Schreiben im Schatten der Erinnerung
Die Traumata seiner Kindheit prägten viele Bücher von Peter Härtling. Doch er fand auch hellere Töne. Jetzt ist er 83-jährig gestorben
Mörfelden Walldorf Die Erlebnisse seiner Kindheit haben ihn nicht losgelassen. „Was wir heute hören, Pegida und Ähnliches, ist wie ein bitterböses Echo aus jenen Tagen“, sagte der Schriftsteller Peter Härtling im vergangenen Jahr mit Blick auf seine Fluchterfahrung nach dem Zweiten Weltkrieg. Er frage sich, ob die Geschichte in Vergessenheit geraten sei. Familien-, Flucht- und Außenseitergeschichten sowie die Themen Heimat und Erinnerung haben sein Werk geprägt. Am Montag ist Härtling nach kurzer schwerer Erkrankung mit 83 Jahren in Rüsselsheim gestorben, wie sein Verlag Kiepenheuer & Witsch in Köln mitteilte. Seit Anfang der 70er Jahre hatte er in Mörfelden-Walldorf bei Frankfurt gelebt.
Härtlings Kindheit war gezeichnet von Nationalsozialismus und Krieg. Geboren 1933 in Chemnitz, zog er mit der Familie 1941 nach Olmütz im damals von Deutschland besetzten Sudetenland. Der Vater lehnte den Nationalsozialismus ab, der Sohn war begeisterter Hitlerjunge. Als die Familie 1945 nach Niederösterreich floh, geriet der Vater in russische Gefangenschaft und starb kurze Zeit später. Die Familie erfuhr erst ein Jahr später davon. Sie war inzwischen im württembergischen Nürtingen gestrandet. Die Mutter beging im Oktober 1946 Selbstmord; ihre Vergewaltigung durch russische Soldaten hatte der junge Härtling 1945 mit ansehen müssen.

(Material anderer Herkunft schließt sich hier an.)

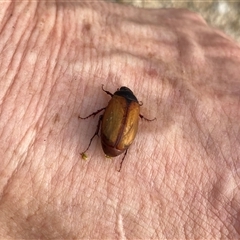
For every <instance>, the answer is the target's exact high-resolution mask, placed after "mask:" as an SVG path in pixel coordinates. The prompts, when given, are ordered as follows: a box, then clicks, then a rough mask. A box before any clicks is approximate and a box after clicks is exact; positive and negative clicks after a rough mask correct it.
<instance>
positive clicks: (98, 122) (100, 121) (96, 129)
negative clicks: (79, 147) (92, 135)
mask: <svg viewBox="0 0 240 240" xmlns="http://www.w3.org/2000/svg"><path fill="white" fill-rule="evenodd" d="M102 117H103V115H100V116H99V119H98V125H97V129H96V131H95V133H94V135H93V136H92V137H91V139H90V142H89V144H88V146H87V148H86V150H85V151H83V152H82V153H81V155H82V156H85V155H86V154H85V152H86V151H87V150H88V149H89V147H90V146H91V143H92V140H93V139H94V137H95V136H97V135H98V132H99V129H100V124H101V121H102Z"/></svg>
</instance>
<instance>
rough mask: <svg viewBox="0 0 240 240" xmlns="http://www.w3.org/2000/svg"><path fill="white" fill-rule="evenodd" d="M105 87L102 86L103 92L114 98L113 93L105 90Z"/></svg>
mask: <svg viewBox="0 0 240 240" xmlns="http://www.w3.org/2000/svg"><path fill="white" fill-rule="evenodd" d="M103 86H104V84H102V90H103V91H104V92H105V93H107V94H108V95H110V96H111V97H112V96H113V94H112V93H110V92H109V91H107V90H105V89H104V88H103Z"/></svg>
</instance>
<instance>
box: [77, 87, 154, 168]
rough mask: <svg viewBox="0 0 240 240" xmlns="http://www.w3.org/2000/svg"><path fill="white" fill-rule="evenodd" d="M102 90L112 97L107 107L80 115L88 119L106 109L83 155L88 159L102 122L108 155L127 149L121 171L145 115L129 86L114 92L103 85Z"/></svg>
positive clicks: (98, 122)
mask: <svg viewBox="0 0 240 240" xmlns="http://www.w3.org/2000/svg"><path fill="white" fill-rule="evenodd" d="M102 90H103V91H104V92H106V93H107V94H109V95H110V96H111V97H112V98H111V100H110V101H109V103H108V105H107V107H104V108H102V109H99V110H98V111H96V112H94V113H92V114H90V115H89V116H87V117H85V118H82V117H79V118H81V119H86V118H89V117H91V116H95V115H96V114H98V113H99V112H101V111H103V110H104V109H105V112H104V114H103V115H101V116H100V117H99V121H98V125H97V129H96V132H95V133H94V135H93V136H92V138H91V139H90V142H89V144H88V147H87V149H86V150H85V151H84V152H82V154H81V155H82V157H83V158H84V159H86V154H85V153H86V151H87V150H88V149H89V147H90V145H91V143H92V140H93V138H94V137H95V136H96V135H98V132H99V128H100V124H101V122H102V124H101V143H102V149H103V151H104V153H105V154H106V156H108V157H116V156H118V155H120V154H121V153H123V152H124V151H125V153H124V156H123V158H122V161H121V163H120V168H119V170H118V171H119V172H120V170H121V167H122V163H123V160H124V158H125V156H126V154H127V150H128V148H129V146H130V145H131V144H132V142H133V140H134V138H135V136H136V134H137V130H138V120H139V116H140V117H141V118H144V117H143V116H142V115H141V114H140V106H141V105H140V103H139V102H138V100H137V98H136V97H135V95H134V94H133V92H132V91H131V90H130V89H129V88H127V87H121V88H120V89H118V90H117V91H116V92H115V93H114V94H112V93H110V92H108V91H106V90H104V89H103V85H102ZM144 119H145V120H147V121H152V120H155V118H154V119H152V120H149V119H146V118H144Z"/></svg>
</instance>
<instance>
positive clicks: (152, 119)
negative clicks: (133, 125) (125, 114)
mask: <svg viewBox="0 0 240 240" xmlns="http://www.w3.org/2000/svg"><path fill="white" fill-rule="evenodd" d="M139 117H140V118H141V119H144V120H146V121H149V122H151V121H154V120H156V118H153V119H148V118H145V117H144V116H143V115H142V114H139Z"/></svg>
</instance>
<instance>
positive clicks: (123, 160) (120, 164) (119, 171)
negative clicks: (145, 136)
mask: <svg viewBox="0 0 240 240" xmlns="http://www.w3.org/2000/svg"><path fill="white" fill-rule="evenodd" d="M127 151H128V149H127V150H126V151H125V153H124V156H123V158H122V160H121V162H120V167H119V170H118V172H120V171H121V168H122V163H123V161H124V159H125V157H126V155H127Z"/></svg>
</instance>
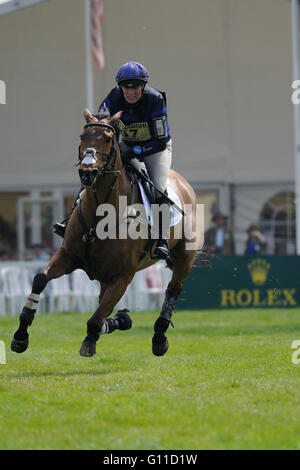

Peter und seine Schwester wuchsen bei der Großmutter und zwei Tanten auf. Die Frauen fanden den traumatisierten Jungen „aufsässig“. Vor allem der Maler Fritz Ruoff, der als Kommunist von den Nationalsozialisten verfolgt worden war, wurde für ihn zum Mentor. Von seiner kindlichen Begeisterung für die Nazis verabschiedete sich Härtling gründlich. In der Schule eckte er mit linken Ansichten an und distanzierte sich vom Nazi-Gedankengut seiner Lehrer. Ein Jahr vor dem Abitur verließ er die Schule.
Härtling schlug zunächst die Journalisten-Laufbahn ein, wurde Volontär bei der Nürtinger Zeitung, Redakteur bei der Heidenheimer Zeitung, Feuilleton-Redakteur bei der Deutschen Zeitung und bei der Zeitschrift Der Monat, deren Mitherausgeber er wurde. In den 1960er Jahren beteiligte sich Härtling an Wahlkämpfen für die SPD und schrieb Reden; später wandte er sich von den Sozialdemokraten ab und unterstützte die Friedensbewegung. Zuletzt zeigte er sich von der Politik enttäuscht, weil sie keine Visionen mehr verfolge.
Das eigentliche Lebensthema für Härtling war die Literatur. Ab 1967 wurde er Cheflektor beim S. Fischer Verlag in Frankfurt, dann rückte er in die Geschäftsführung auf. 1974 erfüllte er sich den Traum, als freier Schriftsteller zu arbeiten. Doch bereits 1953 hatte Härtling einen ersten Gedichtband veröffentlicht, „poeme und songs“. Weitere Gedichtausgaben folgten und mit „Im Schein des Kometen“1959 auch der erste Roman. Härtling vernetzte sich in der literarischen Szene. 1965 las er bei der Tagung der „Gruppe 47“.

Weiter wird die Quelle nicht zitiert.